A la vez, los dos prólogos incluidos –uno de Leo Maslíah, el otro de Lizán– operan ante todo en esa zona anecdótica que tan frecuentemente se apodera de los eventos y las publicaciones relacionadas con Levrero; es cierto que Maslíah es un autor de la casa (ha publicado algunos libros con Criatura, es decir) y que eso facilita que se recurra a su pluma, pero no menos evidente es que una y otra vez se recurre no a un experto en los textos en cuestión (y en el caso de las historietas Reggiani es ineludible) sino a un amigote de Levrero, de la misma manera que en mesas redondas y prólogos parecen rotar los mismos Gandolfo, Polleri, Maslíah y Souto de siempre. Es sin duda más que valioso escuchar ese anecdotario, pero lo que termina por pasar es que eso es prácticamente lo único que se dice sobre Levrero, como si quedara implícita una suerte de verdad definitiva accesible únicamente por quienes lo conocieron personalmente (este gesto es notorio, por ejemplo, en el prólogo de Polleri a la edición de Criatura de Irrupciones).
 
En cualquier caso, no cabe duda que lo que pueda decir Lizán es más que bienvenido, en tanto se trata de uno de los implicados en el libro; en el prólogo de Maslíah –donde no aparece nombrada ninguna de las historietas incluidas y apenas se alude específicamente a las dos ilustradas por Lizán–, en cambio, no hay otra cosa que un par de anécdotas, la idea de que hay dos regiones en la obra de Levrero la más narrativa y la más experimental, digamos (y que las historietas pertenecen a esta última), y otra apelación a ese club selecto de amigotes o primeros lectores legitimados (“…tanto a los levrerianos de la primera hora como a los que necesitan la firma de un autor reconocido”). Es realmente una pena que dos carillas del libro se hayan perdido en un texto de estas características, cuando justamente es tanta la información que falta en el resto de las páginas
 
¿Será entonces que, en el fondo, los editores, más que interesarse por las historietas de Levrero, buscaron apenas regodearse en la idea de lanzar al mercado un libro lujoso y caro que ostentase –como en la contraportada de éste– las palabras “Levrero” e “inéditas”? Quizá la respuesta –una amarga, digamos– sea que, en el fondo, no es de verdadera importancia la obra historietística de Levrero. Pero incluso si se pensase así –y no es en el fondo un pensamiento desatinado: sacando lo mejor de Los profesionales y Santo Varón el resto parece importar sobre todo en relación a la otra obra de su autor– era menester una edición al menos un poco más comprometida. 
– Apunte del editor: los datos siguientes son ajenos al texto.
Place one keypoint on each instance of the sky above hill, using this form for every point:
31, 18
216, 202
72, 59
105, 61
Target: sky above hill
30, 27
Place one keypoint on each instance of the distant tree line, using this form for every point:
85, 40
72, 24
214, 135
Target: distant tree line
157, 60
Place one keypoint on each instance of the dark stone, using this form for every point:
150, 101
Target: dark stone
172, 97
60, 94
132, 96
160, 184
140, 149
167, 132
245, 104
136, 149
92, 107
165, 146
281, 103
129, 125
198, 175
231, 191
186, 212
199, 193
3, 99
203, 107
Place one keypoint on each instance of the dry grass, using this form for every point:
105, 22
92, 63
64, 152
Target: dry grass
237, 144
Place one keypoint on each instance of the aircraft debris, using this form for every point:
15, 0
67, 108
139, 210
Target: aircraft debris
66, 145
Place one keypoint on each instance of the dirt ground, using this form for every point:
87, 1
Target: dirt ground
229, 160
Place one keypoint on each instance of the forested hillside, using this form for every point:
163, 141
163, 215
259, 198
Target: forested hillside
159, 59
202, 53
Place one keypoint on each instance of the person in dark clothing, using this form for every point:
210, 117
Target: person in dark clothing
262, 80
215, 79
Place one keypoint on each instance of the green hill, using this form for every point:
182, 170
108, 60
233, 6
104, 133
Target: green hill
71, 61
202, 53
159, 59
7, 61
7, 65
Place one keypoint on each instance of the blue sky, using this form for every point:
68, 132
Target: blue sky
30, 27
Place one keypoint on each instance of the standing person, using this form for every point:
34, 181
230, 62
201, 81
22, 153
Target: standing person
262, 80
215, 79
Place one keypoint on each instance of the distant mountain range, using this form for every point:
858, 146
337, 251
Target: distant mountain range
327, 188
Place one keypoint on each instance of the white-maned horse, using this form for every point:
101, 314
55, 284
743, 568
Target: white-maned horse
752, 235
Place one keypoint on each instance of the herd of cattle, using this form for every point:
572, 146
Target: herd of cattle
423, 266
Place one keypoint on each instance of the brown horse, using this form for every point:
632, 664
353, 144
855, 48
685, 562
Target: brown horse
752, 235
Publicada originalmente (en una versión recortada) en La Diaria el 20 de marzo de 2017

jueves, 2 de febrero de 2017

El viaje a la nieve, Alejandro Farias (guión), Tomás Gimbernat (arte); Aloha, Maco




Paisajes interiores


2016 fue un año especialmente rico para la historieta uruguaya. La publicación de la novela gráfica Rincón de la bolsa, por ejemplo, terminó de consolidar a Nicolás Peruzzo como uno de los dos o tres guionistas más talentosos del medio local; asimismo, el crecimiento en cuanto a publicaciones en el extranjero de Rodolfo Santullo (que escribe frecuentemente para editoriales argentinas y ha visto traducida su novela gráfica Dengue a varios idiomas) es sin duda un hecho atendible, al que cabe añadir que su editorial, Grupo Belerofonte, continua co-editando con editoriales argentinas y ofreciendo en el mercado local, por tanto, la obra de los historietistas más interesantes del país vecino.

Un buen ejemplo es sin dudas Alejandro Farías (Bahía Blanca, 1978), de quien fueron ya distribuidos en Uruguay los libros Piedra, papel o tijera (con dibujos de Jozz) y ¿Qué he ganado con quererte? (con dibujos de Junior Santellán), dos muestras notorias de su versatilidad y sus buenas ideas a las que se sumó a fines del año pasado la novela gráfica El color de la nieve, con guión de su autoría y arte de Tomas Gimbernat.

Acaso sea el arte lo más fascinante del libro. Gimbernat debuta en la novela gráfica creando un universo visual bellísimo y expresivo, tributario, cabría pensar, de algunos elementos visuales en las películas de Hayao Myazaki (de hecho uno de los personajes, un escritor, se parece bastante al japonés). Se trata, en cualquier caso, de un mundo habitado por animales antropomórficos (el guión, en ese sentido, remite quizá al clásico Watership Down, tanto la novela de 1972 como el largometraje de 1978, además de, por supuesto, a Animal Farm, de Orwell) y también humanos, que comparten una geografía de carreteras, paradores, desiertos y ciudades escondidas en los bosques. Las viñetas de carretera, de hecho están entre las más sugestivas del libro (la primera de la página 8, toda la página 15, la primera de la página 39, toda la página 83), junto al final visualmente alanmooreano y a las representaciones del bosque como frontera o empalme entre mundos. 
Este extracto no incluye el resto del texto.